Nearly 80 high-school students from around the state participated in the first-ever Minority Youth Congress Friday at the statehouse in Des Moines. The students formed committees to write up proposed bills for the coming legislative session.
Fort Dodge junior Miguel Secor says he hopes that someday the Iowa legislature has more faces that look like his. He’d like to see more minorities in the state capitol, he says, and wants more of the younger generation’s problems “brought to the table.” He says if we tackle those, the generations even younger than his will be able to live better.
He thinks the main problem is people who aren’t aware of the difference in the cultures. “They overlook us as minorities, and they don’t see what we have to bring as well.” Secor was chosen by his fellow students to represent Fort Dodge at the event in Des Moines.

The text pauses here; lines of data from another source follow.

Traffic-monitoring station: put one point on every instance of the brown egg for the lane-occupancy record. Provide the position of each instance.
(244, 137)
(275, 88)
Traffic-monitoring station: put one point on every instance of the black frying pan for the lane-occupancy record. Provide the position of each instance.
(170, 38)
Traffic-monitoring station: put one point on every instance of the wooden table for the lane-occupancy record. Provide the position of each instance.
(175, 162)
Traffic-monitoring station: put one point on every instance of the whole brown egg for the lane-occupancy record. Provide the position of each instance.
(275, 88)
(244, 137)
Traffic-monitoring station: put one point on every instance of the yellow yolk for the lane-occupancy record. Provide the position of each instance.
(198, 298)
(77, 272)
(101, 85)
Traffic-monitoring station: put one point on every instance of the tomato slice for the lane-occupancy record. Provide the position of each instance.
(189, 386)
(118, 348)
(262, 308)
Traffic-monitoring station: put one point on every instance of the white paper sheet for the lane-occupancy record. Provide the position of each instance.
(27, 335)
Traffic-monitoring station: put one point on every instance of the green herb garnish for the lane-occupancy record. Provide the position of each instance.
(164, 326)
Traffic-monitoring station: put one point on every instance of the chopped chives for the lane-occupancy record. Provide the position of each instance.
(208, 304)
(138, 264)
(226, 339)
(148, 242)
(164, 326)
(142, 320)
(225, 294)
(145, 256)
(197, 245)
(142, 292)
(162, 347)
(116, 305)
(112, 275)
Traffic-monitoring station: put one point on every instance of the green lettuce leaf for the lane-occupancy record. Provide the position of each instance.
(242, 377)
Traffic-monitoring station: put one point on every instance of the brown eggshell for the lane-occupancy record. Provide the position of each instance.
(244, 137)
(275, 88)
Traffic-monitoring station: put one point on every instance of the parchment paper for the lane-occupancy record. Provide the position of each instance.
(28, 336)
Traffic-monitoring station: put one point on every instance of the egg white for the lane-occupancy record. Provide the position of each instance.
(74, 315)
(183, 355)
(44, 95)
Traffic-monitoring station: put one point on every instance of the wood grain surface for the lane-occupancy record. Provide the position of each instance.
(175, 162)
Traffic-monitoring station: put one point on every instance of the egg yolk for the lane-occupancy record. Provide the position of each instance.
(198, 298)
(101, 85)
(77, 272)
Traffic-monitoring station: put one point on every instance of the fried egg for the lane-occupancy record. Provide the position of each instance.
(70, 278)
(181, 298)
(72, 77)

Melissa Esquivel with the Iowa Division of Latino Affairs helped organize their visit, and says it’s opened the eyes of the high-schoolers. She says the opportunity helps them realize they can make a difference. They were “elected” for this visit by their peers, giving them a taste of how that works. She says it builds their self-confidence, makes them leaders, gives them a chance to become a legislator and encourages them to do that.
Esquivel says statistics show minorities are “in the wrong place.” “Their numbers are in the wrong places — dropout rates, incarceration, and they’re low on home ownership. We wanted these youths to know that they have a voice here in the state.” During their mock legislative session, the high-schoolers proposed raising the dropout age to 17, to reduce the rate of minority students dropping out of pubic school.